An der Traversflöte zeigte Barthold Kuijkensein Können. Foto: Thomas OsterfeldAn der Traversflöte zeigte Barthold Kuijkensein Können. Foto: Thomas Osterfeld

Bramsche. Händel, Geminiani und Scarlatti: In der Klosterkirche Malgarten entführte der belgische Traversflötist das Publikum in die reiche Klangwelt des Barock.

Barthold Kuijken betritt die Klosterkirche in Bramsche-Malgarten, greift in die Innentasche seines Jacketts und holt eine antike Traversflöte heraus.
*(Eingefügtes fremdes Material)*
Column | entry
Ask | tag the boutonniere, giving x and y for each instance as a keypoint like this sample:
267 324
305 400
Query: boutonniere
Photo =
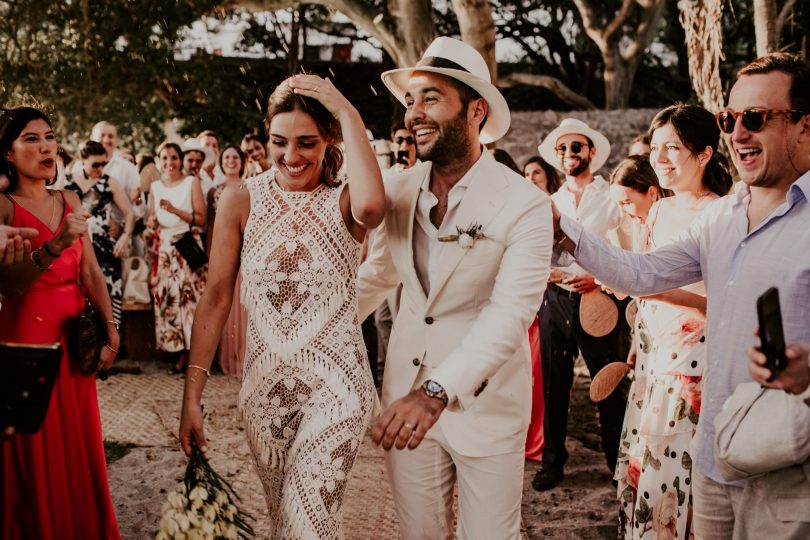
466 237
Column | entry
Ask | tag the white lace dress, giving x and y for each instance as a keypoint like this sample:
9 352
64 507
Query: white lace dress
307 393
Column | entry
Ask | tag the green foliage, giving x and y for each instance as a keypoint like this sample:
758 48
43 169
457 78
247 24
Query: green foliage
92 60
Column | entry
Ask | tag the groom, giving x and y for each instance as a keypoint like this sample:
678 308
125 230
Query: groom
470 241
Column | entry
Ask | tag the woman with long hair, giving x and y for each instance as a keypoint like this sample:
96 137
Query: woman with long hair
175 206
307 392
99 194
654 465
53 483
546 178
540 173
635 188
232 341
255 148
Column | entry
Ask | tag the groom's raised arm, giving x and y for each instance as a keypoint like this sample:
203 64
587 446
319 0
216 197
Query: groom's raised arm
377 276
501 327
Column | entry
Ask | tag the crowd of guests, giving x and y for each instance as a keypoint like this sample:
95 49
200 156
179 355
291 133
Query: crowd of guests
659 248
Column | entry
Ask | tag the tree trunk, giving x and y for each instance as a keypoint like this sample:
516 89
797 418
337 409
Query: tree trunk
618 81
765 26
553 84
415 30
478 30
620 50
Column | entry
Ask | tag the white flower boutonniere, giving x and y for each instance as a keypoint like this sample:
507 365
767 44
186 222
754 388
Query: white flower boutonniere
466 237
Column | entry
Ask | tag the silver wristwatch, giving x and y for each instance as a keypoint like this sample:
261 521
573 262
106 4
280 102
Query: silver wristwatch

Er begibt sich an sein Notenpult im Altarraum und erfüllt das Kirchenschiff alsbald mit den herrlichsten Barockmelodien. Während andere Musiker ihre Instrumente in speziellen Transportbehältern aufbewahren und sie wie ihren Augapfel hüten, geht der belgische Virtuose ganz unprätentiös mit seiner Flöte um. Dafür spielt er sie umso schöner und versierter.

„Händel und seine Londoner Kollegen“ lautet das Motto des Konzerts, das während Musica Viva, dem internationalen Festival für Alte Musik, stattfindet. Da Kuijken nicht nur ein international anerkannter Traversflötist, sondern auch ein begeisterter Forscher in Sachen Barockmusik ist, klärt er das Publikum zunächst über das Mysterium Händel auf. „Manche Melodien mögen ihnen gleich bekannt vorkommen. Wir wissen nicht, ob er bei sich selbst oder bei einem anderen Musiker geklaut hat, oder ob er die Sonaten überhaupt selbst geschrieben hat“, betont er.
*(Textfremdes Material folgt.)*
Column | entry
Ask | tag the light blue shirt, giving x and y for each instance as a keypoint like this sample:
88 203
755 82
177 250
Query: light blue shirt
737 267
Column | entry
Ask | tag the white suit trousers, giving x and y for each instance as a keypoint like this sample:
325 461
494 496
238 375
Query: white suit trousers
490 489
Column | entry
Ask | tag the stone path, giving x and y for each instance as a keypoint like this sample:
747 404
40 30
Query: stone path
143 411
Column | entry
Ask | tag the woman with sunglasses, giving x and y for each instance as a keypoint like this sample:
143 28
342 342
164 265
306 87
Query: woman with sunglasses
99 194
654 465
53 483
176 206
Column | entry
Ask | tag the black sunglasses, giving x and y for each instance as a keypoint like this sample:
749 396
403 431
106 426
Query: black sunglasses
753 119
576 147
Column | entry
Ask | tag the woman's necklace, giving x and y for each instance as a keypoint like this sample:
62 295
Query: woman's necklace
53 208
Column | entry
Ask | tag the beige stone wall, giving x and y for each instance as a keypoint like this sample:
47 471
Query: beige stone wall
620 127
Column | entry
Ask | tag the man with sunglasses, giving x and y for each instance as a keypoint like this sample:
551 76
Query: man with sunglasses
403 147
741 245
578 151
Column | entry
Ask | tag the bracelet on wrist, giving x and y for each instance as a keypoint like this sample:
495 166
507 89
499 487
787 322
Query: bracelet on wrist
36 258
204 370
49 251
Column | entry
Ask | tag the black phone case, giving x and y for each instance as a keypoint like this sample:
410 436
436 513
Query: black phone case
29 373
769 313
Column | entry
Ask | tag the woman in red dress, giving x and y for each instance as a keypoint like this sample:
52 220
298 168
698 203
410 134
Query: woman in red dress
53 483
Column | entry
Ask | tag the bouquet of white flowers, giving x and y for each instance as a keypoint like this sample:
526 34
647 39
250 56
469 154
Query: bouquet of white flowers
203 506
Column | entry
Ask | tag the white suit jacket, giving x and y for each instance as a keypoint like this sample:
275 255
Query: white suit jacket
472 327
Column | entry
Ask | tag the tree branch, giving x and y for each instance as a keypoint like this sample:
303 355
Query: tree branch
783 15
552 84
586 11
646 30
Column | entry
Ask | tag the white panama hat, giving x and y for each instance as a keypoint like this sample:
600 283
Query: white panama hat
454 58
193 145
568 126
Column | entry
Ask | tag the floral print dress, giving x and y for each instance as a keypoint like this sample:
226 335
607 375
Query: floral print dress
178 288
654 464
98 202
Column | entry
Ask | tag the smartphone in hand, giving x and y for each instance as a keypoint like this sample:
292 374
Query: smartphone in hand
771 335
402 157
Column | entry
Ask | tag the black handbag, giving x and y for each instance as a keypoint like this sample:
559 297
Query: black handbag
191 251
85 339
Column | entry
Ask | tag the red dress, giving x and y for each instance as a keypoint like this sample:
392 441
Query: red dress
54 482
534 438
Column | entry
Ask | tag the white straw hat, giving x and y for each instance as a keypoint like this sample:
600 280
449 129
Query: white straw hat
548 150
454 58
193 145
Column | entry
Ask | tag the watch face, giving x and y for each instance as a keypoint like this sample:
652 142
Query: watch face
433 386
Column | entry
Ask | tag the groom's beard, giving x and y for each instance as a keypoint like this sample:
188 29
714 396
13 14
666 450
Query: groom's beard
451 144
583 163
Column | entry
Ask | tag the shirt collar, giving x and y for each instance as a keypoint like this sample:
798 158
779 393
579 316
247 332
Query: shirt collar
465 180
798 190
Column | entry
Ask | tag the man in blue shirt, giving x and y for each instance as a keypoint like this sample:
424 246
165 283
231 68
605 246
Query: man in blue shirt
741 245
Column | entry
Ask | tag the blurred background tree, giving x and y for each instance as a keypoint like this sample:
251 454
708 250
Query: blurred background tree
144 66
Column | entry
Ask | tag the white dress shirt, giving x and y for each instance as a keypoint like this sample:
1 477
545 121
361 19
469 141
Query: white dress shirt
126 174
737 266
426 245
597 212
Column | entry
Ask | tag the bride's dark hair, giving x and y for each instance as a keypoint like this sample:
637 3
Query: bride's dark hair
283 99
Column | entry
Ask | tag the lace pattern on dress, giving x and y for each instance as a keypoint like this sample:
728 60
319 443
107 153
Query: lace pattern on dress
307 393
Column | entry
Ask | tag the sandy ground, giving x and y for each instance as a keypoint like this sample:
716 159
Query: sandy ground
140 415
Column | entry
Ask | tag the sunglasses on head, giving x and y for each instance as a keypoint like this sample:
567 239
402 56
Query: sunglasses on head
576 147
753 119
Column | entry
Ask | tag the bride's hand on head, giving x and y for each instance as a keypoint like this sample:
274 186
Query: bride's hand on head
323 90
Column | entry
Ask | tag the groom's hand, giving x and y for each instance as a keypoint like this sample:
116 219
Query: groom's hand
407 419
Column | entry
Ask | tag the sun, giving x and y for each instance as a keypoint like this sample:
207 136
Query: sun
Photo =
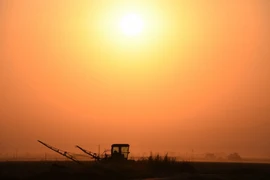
131 24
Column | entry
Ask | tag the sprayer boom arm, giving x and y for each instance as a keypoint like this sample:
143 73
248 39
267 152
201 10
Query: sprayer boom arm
63 153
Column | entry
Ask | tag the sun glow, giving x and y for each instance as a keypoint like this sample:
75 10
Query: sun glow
131 24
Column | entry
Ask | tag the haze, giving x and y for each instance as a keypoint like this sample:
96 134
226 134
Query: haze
197 79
Vor allem bei der grandiosen Sonate in h-moll op. 1 Nr. 9 kann einem das jedoch egal sein. Wie meisterlich-beschwingt und mit herrlich warmen Ton Kuijken die im Vivace so rasanten Melodiefolgen mit der antiken Flöte bewältigt, ist faszinierend. Dabei wäre die Aufgabe mit einer modernen Querflöte vermutlich leichter zu bewältigen. Aber das ist für den Barockfan kein Thema. Die Argumentation, dass er einen Schritt zurück mache, weil er auf einem unperfekten Instrument spiele, lässt er nicht gelten. „Ein Komponist kann Musik nur für ein Instrument schreiben, das er kennt.“ Wegen dieser Perspektive spiele er Bach und Händel auf einer historischen Flöte.

Begleitet von Ewald Demeyere, der mit dem Cembalo auch zwei Solowerke interpretiert, spielen sie neben Händel auch Stücke von Komponisten wie Francesco Geminiani und Domenico Scarlatti, die am Anfang des 18. Jahrhunderts in London besonders populär waren.